SLR - October 2023 - Siegel

Title: Third-Generation Minimally Invasive Chevron Akin Osteotomy for Hallux Valgus: Three-Year Outcomes

Reference: Yousaf A, Saleem J, Al-Hilfi L, Kunasingam K. Third-Generation Minimally Invasive Chevron Akin Osteotomy for Hallux Valgus: Three-Year Outcomes. Indian J Orthop. 2023 Jun 5;57(7):1-7. doi: 10.1007/s43465-023-00917-3. Epub ahead of print. PMID: 37362227; PMCID: PMC10240454.

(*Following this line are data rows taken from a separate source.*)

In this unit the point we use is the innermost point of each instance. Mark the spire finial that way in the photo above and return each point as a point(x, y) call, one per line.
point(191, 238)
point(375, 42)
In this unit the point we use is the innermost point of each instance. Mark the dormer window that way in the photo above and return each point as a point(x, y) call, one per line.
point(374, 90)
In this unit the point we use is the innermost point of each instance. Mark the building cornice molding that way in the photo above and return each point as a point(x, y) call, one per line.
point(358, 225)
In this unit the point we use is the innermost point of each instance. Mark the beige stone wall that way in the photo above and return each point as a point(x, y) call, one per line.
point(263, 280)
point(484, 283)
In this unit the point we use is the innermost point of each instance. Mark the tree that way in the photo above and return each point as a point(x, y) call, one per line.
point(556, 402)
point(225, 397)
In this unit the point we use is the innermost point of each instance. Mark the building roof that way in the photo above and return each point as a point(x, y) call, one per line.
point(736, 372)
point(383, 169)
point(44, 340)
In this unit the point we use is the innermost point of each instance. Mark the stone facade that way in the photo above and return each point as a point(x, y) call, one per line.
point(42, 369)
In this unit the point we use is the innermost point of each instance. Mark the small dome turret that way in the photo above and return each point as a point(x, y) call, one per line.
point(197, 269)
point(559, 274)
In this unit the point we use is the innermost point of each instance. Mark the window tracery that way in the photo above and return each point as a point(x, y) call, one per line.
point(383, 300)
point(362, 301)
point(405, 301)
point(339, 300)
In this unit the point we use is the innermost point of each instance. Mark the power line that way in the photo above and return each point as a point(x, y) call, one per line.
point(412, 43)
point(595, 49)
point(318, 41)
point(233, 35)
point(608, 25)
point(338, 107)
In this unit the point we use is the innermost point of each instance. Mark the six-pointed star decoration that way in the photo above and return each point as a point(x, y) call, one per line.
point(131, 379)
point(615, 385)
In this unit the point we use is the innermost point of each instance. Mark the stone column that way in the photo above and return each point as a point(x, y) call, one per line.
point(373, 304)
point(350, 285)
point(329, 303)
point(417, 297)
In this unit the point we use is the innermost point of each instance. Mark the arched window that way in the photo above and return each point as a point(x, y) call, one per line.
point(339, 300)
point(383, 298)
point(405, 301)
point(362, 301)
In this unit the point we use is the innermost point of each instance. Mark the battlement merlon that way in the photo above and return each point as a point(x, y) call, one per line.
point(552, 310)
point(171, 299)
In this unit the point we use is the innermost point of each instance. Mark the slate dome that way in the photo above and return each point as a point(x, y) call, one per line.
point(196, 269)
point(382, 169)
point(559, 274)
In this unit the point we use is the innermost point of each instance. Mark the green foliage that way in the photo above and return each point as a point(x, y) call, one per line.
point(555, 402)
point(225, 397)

Level of Evidence: Level 4 case series

Reviewed By: David Siegel, DPM
Residency Program: Inova Fairfax Medical Campus, Fairfax, VA

Podiatric Relevance: Percutaneous surgery has evolved rapidly in the last decade due to less collateral tissue damage resulting in measurable decreases in morbidity. Minimizing incisions or incision size decreases the risk for wound complications and allows for a more rapid functional recovery with less post operative pain. Numerous minimally invasive techniques to correct hallux valgus have been described, one being minimally invasive chevron akin (MICA) which has shown excellent short-term results. One concern about MICA, or minimally invasive hallux valgus surgery in general is that there is a lack of long term follow up data. This study provides three-year outcomes for this specific procedure.

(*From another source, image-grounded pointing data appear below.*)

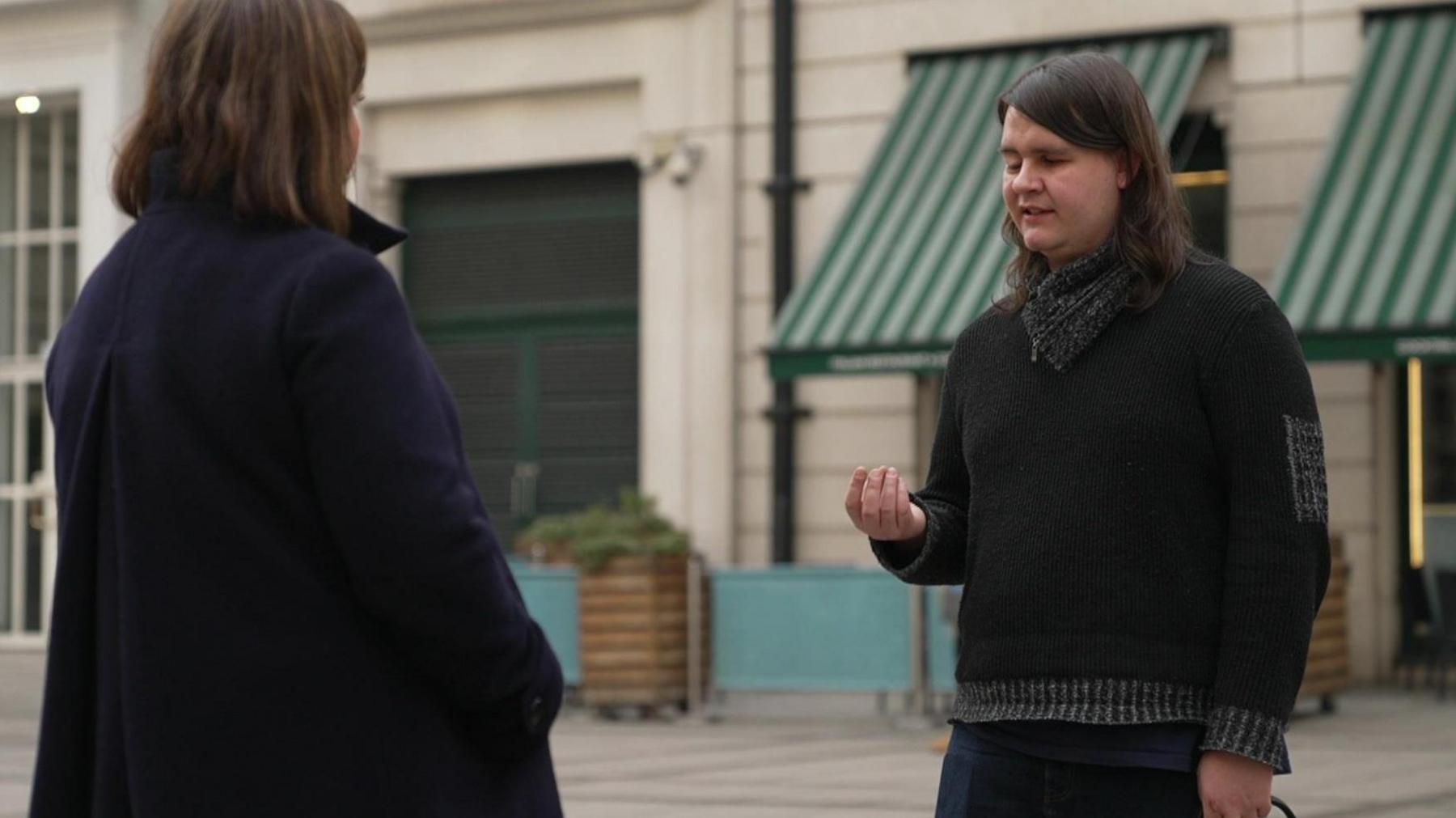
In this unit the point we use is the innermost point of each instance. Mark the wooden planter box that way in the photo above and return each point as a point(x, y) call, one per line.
point(633, 632)
point(1328, 668)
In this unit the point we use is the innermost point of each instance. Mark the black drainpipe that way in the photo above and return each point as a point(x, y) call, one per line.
point(782, 188)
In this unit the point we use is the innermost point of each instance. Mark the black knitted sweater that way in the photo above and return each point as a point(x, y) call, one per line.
point(1142, 535)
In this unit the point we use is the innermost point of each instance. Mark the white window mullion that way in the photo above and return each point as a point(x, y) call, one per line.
point(22, 273)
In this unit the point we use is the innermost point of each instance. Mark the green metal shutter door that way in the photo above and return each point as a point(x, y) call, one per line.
point(524, 286)
point(523, 239)
point(589, 421)
point(485, 379)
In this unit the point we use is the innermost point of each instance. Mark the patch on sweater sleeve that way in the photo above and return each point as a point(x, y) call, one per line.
point(1306, 469)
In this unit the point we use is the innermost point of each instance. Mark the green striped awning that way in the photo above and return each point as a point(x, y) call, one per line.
point(919, 253)
point(1370, 273)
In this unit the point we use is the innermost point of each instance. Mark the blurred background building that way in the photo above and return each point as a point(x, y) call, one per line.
point(590, 188)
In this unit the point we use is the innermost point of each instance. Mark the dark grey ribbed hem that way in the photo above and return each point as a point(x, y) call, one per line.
point(1121, 701)
point(1245, 732)
point(1086, 701)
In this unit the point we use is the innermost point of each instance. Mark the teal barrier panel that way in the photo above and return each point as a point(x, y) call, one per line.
point(942, 642)
point(807, 628)
point(551, 597)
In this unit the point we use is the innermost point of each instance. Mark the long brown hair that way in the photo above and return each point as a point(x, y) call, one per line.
point(1090, 100)
point(252, 95)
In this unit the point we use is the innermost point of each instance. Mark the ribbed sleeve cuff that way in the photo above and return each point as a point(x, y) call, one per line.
point(1245, 732)
point(886, 550)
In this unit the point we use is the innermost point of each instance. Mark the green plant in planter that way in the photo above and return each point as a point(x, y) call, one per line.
point(600, 533)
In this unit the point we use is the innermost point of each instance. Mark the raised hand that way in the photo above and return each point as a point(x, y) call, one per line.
point(878, 504)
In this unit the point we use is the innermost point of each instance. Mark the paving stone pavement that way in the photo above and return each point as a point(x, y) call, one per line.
point(1383, 754)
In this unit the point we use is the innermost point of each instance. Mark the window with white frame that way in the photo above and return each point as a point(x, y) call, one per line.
point(38, 282)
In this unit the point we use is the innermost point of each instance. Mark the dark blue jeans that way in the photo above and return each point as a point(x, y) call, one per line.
point(983, 781)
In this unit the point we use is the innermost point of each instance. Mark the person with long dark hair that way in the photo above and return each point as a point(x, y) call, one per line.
point(278, 591)
point(1128, 481)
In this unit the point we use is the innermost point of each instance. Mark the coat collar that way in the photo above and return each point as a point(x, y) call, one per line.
point(364, 231)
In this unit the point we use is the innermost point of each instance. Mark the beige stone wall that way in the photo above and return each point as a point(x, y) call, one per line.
point(1277, 92)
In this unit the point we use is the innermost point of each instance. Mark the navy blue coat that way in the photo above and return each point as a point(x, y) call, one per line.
point(278, 591)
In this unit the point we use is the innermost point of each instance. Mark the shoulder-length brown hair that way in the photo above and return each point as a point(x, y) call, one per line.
point(1090, 100)
point(255, 96)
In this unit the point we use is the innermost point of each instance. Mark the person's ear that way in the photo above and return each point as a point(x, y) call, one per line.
point(1128, 167)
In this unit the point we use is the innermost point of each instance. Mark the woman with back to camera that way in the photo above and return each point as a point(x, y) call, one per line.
point(278, 591)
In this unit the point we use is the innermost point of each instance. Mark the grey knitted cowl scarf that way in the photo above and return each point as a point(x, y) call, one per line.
point(1070, 307)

Methods: 33 patients who underwent third-generation MICA surgery were reviewed in terms of AOFAS and MOXFQ scores, Coughlin scale, radiographic outcomes, and complications.
Results: At an average of 36 months, mean AOFAS and MOXFQ scores improved from 48.2 to 95.6 and 57.6 to 6.7 respectively. 81.8% of patients rated their outcome as ‘Excellent’ and 18.2% as ‘Good’ using the Coughlin scale. At 36 months, HVA and mean IMA decreased from 34.6 degrees to 16.0 degrees and from 13.1 to 6.1, respectively 

Conclusions: This case series shows that third-generation MICA provides good clinical outcomes at 3-year follow up in terms of AOFAS and MOXFQ scores with a majority of patients reporting excellent outcomes. Patients also maintained adequate IMA reduction at 3-year follow up. The authors reported that there was no statistically significant difference between 12 month and 36 month hallux valgus angle but average hallux valgus angle at final follow up was 16 degrees, which by the standard of many articles would meet the definition for recurrence. These patients should be followed for additional years to determine if these deformities begin to recur.